# How do I turn off email alerts for conversations?



## smutchin (24 Jun 2017)

I'm involved in a conversation that's getting a lot of replies, and I'm getting an email notification for every single reply.

It's very annoying.

How do I stop it?


----------



## Rickshaw Phil (24 Jun 2017)

If you hover over your user name at top right of the page, then click on preferences you can uncheck the option to receive e-mails for various types of alert.


----------



## Pro Tour Punditry (24 Jun 2017)

It's okay, I've got it all sorted now so you can leave the conversation - we won't speak about you (much)


----------



## classic33 (24 Jun 2017)

Rickshaw Phil said:


> If you hover over your user name at top right of the page, then click on preferences you can uncheck the option to receive e-mails for various types of alert.


Not covered though.


----------



## smutchin (24 Jun 2017)

Rickshaw Phil said:


> If you hover over your user name at top right of the page, then click on preferences you can uncheck the option to receive e-mails for various types of alert.
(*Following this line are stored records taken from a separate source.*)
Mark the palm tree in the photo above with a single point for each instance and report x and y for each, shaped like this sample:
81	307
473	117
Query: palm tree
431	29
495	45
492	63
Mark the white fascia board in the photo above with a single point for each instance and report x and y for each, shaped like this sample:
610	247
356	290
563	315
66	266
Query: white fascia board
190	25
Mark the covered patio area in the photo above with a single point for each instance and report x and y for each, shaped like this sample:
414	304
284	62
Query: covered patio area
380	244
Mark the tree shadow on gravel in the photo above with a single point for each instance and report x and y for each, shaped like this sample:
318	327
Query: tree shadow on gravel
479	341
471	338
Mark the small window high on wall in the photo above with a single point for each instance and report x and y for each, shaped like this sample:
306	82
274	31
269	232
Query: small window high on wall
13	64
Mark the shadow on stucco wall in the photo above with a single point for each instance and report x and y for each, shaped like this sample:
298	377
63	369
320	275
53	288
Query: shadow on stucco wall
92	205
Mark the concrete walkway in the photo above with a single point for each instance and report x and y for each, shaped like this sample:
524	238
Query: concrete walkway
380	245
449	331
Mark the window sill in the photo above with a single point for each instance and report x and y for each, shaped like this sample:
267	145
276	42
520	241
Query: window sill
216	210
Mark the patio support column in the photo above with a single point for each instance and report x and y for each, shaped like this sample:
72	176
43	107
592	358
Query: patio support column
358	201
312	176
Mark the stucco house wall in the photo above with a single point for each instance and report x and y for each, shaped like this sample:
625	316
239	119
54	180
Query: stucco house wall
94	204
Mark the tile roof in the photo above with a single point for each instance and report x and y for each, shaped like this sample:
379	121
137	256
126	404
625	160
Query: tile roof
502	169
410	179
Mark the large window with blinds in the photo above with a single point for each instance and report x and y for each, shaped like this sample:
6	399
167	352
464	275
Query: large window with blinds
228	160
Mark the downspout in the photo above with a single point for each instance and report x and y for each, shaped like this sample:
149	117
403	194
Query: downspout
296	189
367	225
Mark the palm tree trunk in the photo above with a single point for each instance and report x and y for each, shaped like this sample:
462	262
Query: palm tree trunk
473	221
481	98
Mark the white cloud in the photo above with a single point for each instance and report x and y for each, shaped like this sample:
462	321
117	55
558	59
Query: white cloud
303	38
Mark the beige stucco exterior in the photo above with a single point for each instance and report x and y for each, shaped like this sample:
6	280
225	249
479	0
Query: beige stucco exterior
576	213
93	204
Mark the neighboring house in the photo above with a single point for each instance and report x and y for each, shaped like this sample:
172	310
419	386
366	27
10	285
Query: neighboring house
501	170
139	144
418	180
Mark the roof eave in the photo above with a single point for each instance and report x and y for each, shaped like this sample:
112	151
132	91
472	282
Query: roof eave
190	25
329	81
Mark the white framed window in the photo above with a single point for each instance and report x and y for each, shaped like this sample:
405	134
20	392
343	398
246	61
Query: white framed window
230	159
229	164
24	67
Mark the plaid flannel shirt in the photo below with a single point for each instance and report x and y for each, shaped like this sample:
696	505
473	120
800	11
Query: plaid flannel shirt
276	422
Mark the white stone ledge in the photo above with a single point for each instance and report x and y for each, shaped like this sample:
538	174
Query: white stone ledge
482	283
All the email notification boxes are already unchecked. And none of them relate to conversations anyway.


----------



## Crackle (24 Jun 2017)

It's in Contact details.


----------



## Rickshaw Phil (24 Jun 2017)

^^^ What Crackle just said.


----------



## smutchin (24 Jun 2017)




----------



## smutchin (24 Jun 2017)

Crackle said:


> It's in Contact details.



Bingo! Thanks.


----------